Господи! Никогда не чувствовал он себя таким изможденным, совершенно выжатым. Осторожно, как будто боясь, что старик Гарри совершенно пропал, он обследовал себя и обрадовался, когда пальцы убедили его, что он был в полном комплекте, а не евнухом, каким боялся себя обнаружить. Он отбросил петушиное перо, и оно, медленно кружась, опустилось на пол, как будто живя собственной жизнью. Черт бы побрал эту Мараю! Нет, ругательств она не заслуживала. Какую фантастическую цену можно было бы получить за нее в Африке! Она была даже лучше, чем Шацуба, которая выжала его, как лимон, давным‑давно в шатрах Саакса. Шацубу специально этому обучали. Никто никогда не обучал Мараю. Да и надобности в этом никакой не было. Она инстинктивно знала, как доставить удовольствие мужчине, но она скорее походила на животное, чем на человека.
А что за чушь, она несла. Что‑то насчет обэ? Да, но что такое обэ? Он вспомнил: это что‑то вроде дурацкого африканского лешего; глупый предрассудок, вот и все. Он даже Маме Фиби об этом не скажет. Но черт! Если обэ – это то, что делает девку еще похотливее, то да здравствует обэ! Все женщины должны быть им наделены. Рори улыбнулся, представив себе мир, полный женщин, похожих на Мараю. Три тысячи чертей! Через неделю ни одного мужика бы не осталось.

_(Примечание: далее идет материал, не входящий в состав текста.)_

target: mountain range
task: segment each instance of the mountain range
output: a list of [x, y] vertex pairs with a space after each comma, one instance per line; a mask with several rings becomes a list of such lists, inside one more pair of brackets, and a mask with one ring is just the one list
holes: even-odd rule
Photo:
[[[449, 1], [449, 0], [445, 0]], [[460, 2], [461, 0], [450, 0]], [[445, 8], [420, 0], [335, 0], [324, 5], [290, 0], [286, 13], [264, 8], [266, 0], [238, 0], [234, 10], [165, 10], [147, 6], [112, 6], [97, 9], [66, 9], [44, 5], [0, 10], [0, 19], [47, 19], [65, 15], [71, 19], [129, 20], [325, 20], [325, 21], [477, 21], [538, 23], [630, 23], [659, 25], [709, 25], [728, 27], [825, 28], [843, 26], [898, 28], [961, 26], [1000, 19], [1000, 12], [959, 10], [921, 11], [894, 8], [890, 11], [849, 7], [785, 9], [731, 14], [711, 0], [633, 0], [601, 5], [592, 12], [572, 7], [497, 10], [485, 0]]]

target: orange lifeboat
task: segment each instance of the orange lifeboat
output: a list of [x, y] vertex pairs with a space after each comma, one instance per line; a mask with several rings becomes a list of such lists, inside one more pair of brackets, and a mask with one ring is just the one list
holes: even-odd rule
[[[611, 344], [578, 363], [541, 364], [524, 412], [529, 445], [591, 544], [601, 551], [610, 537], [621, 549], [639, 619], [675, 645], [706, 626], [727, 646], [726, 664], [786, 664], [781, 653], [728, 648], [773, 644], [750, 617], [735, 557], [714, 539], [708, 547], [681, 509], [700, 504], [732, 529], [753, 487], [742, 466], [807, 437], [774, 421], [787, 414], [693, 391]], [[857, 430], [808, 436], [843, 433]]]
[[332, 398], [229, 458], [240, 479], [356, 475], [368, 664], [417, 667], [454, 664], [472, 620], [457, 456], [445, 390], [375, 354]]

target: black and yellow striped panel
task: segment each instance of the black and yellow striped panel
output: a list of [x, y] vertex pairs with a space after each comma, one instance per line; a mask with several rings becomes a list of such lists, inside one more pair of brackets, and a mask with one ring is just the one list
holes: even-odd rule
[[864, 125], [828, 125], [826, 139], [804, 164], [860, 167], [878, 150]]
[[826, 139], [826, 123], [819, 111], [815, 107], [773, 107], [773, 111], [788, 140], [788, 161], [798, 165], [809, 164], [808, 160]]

Что ж, и черт с ними! Он передвинул ноги к краю кровати и поплелся по прохладным плитам пола. Налив воды в фарфоровый тазик, он плеснул из него себе в лицо и вытерся грубым полотенцем, а потом причесался деревянным гребешком. Кожа его была покрыта потом и семенем, но воды в тазике для ванны не хватило бы. Он поднял руку и понюхал под мышкой. Ну и вонища! Он скривил губы и мотнул головой. Ему захотелось искупаться в реке, где за день до этого он видел купающихся невольников, и смыть с себя любовный пыл. А почему бы и нет? Утром он вернется в Порт‑оф‑Спйн. В Мелроузе ему делать было совершенно нечего: все невольники размещены, а Тим и Мама Фиби готовы следить за порядком. Он полностью доверял Маме Фиби. Когда эта старушенция умрет и попадет в рай, а может, и в ад, она возьмется за дело, как только попадет туда, и все приведет в порядок.
Он кое‑как натянул на себя одежды и выбрался в галерею, ища дорогу на кухню, где его и приветствовала Мама Фиби и проводила в столовую. Отвечая на ее вопросительный взгляд, он стыдливо улыбнулся и сознался, что ночка выдалась на редкость, а она, зная, что он говорит правду, только сделала губки бантиком и понимающе закивала головой, как бы говоря, что она‑то знает, как ублажить молодого, горячего распутника, поэтому‑то и предоставила как раз то, что надо.
Его утренняя апатия частью была развеяна вкусным завтраком Мамы Фиби и несколькими чашками крепкого черного кофе с листьями цикория, и хотя Тим уже поел и сходил посмотреть, как дела у негров, он забрел в столовую и присоединился к Рори, чтобы выпить еще чашечку. Рори объявил ему о своих намерениях возвратиться в Порт‑оф‑Спейн, и Тим сказал, что вернется позже к вечеру. Внучка Мамы оказалась столь занимательной, что Тим планировал провести с ней послеобеденную сиесту и по возможности рекрутировать молодого Питера в роли Фаяла. Рори заметил, что достижения Пентекосты не могли сравниться с лаврами Мараи, иначе у Тима поубавилось бы рвения, Пенни тоже должна отведать обэ; но, возможно, брат Мараи получил наставления на этот счет и добавит остроты к трио Тимоти.